In this tutorial, we'll cover how you can control home or office devices using voice recognition and the Message Queuing Telemetry Transport (MQTT) protocol. MQTT is an OASIS standard messaging protocol for the Internet of Things (IoT).
For this project, we used Google's Speech API in the Python programming language to ensure that what is spoken is understood and that voice commands match specific conditions. We will also use MQTT to send control signals to the device.
Required components
Tools
- Arduino IDE
- Python 2.7
Libraries
Circuit Diagram
The board is connected to a light switch using a relay circuit. It is also possible to use the Arduino UNO board instead of a custom one.
Technical considerations
We use Python 2.7 to write the code and our computer's microphone to record what is said for this project.
Ideally, speech should be easily converted to text in Python using the Speech_recoginition library. The text is converted to the computer's “voice” using the ttysx library. And Python's paho-mqtt library supports communication for MQTT.
Block diagram
Note: The computer system receives speech through your microphone and converts it so that it can properly recognize any command. The computer sends signals to MQTT with the support of a router, which is connected to an online broker. The controlling device is also connected to this same MQTT broker.
How it works
- The control device, which is inside the board, must first be connected to the Wi-Fi router in your home or office. It will wait for any command signal on the “ts/light” topic.
- When we start the recognizer script, the device starts “listening”. Anything spoken will be recorded and converted to text.
- This speech is saved within a string and this string is compared with a set of specific commands. If the commands match, control signals are sent to MQTT. For example, if a speaker says “lights on”, the speech will be converted to a string.
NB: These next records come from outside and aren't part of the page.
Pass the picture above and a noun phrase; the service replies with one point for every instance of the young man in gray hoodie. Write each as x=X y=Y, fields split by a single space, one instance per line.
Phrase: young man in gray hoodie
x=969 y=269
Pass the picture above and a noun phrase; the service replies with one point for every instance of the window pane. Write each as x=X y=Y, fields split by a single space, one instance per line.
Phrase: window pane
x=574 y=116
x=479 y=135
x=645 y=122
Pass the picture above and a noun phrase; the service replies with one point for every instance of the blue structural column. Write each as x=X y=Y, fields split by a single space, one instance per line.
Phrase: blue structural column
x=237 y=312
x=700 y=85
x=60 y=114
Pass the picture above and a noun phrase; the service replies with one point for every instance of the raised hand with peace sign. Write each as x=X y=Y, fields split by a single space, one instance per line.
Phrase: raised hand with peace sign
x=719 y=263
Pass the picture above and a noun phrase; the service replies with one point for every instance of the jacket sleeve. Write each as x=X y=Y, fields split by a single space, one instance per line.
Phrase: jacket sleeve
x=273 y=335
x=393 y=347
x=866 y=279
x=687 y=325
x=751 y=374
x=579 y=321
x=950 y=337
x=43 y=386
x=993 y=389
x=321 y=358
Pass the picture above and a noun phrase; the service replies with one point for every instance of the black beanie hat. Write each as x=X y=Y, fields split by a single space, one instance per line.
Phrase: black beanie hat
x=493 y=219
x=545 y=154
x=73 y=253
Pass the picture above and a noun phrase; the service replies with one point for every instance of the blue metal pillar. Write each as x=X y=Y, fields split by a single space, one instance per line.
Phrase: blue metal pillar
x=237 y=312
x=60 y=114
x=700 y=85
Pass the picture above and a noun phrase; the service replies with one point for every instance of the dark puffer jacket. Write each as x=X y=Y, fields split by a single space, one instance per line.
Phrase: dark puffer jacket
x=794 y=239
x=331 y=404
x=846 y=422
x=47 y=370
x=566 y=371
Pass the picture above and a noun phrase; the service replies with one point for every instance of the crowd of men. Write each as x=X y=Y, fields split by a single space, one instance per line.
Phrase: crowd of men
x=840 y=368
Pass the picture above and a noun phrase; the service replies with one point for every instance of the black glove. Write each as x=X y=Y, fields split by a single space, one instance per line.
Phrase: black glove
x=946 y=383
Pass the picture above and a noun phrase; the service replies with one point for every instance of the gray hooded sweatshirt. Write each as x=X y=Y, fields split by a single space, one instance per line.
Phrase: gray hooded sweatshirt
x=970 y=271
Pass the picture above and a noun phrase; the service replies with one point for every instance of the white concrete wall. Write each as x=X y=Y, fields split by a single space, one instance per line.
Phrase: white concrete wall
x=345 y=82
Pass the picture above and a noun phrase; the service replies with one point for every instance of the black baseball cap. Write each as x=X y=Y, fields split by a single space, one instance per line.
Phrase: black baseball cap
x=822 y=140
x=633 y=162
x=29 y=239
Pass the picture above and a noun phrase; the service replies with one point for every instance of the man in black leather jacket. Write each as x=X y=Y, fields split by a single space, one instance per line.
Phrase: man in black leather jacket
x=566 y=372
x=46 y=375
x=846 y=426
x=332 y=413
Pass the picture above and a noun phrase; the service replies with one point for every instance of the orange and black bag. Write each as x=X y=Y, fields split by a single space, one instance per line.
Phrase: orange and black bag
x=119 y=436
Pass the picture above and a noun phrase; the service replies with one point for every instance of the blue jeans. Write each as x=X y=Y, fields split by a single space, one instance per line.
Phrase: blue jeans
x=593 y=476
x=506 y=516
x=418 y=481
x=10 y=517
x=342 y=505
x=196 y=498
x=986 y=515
This string is then analyzed for the words “lights on”. When words are found and matched, the device sends an “ON” signal to the MQTT broker.
- Another device – the one inside the switchboard socket – receives the command and turns on the light.
The code
The code can be divided into two parts.
1. Voice recognition
When turned on, the system creates a connection with the MQTT broker: “broker.hivemq.com”.
client.connect(mqtt_broker, mqtt_port, 60)
A function starts recording any words picked up by the microphone and converts them to text.
while 1:
data = recordAudio
data = r.recognize_google(audio)
A sequence of data (which includes the spoken words) is passed into the “assti(data)” function, where the speech is analyzed for any specific commands.
if (“lights on” in data):
send(“ON”)
speak(“the light is on!”);
print “The light is on!”
if (“lights off” in data):
send(“OFF”)
If the condition is matched (i.e. the words match the commands), a signal is sent using the “send(msg)” function to MQTT.
def send(message):
publish.single(mqtt_publish_topic, msg, hostname=mqtt_broker)
2. Network communication
A common subscription is created and published to ESP.
const char* topicSubscribe = “ts/light”;
const char* topicPublish = “ts/report”;
To access the network, we use ESP8266 WiFi chip and ATmega328 is a single-chip microcontroller. Anything sent from the ATmega328 via serial is published directly as a control signal to the “ts/light” topic.
if (Serial.available) {
String recivedData = Serial.readString ;
temp_str = data received;
char temp(temp_str.length + 2);
temp_str.toCharArray(temp, temp_str.length + 1);
client.publish(topicPublish, temp);
}
Observe the ESP8266 code snippet. Anything received over MQTT is sent to the ESP's serial port and the ATmega328p.
void Received_data(char* topic, byte* payload, unsigned internal length) {
data_r_in_string = “”;
for (int i = 0; i < length; i++) {
data_r_in_string = String(data_r_in_string + (char)payload(i));
//Serial.print((char)payload(i));
}
Serial.print(data_r_in_string);}
This is a small Python script that converts speech to text. You can include additional commands or functionality, such as AI, in your scripts. This would mean they would work as personal virtual assistants.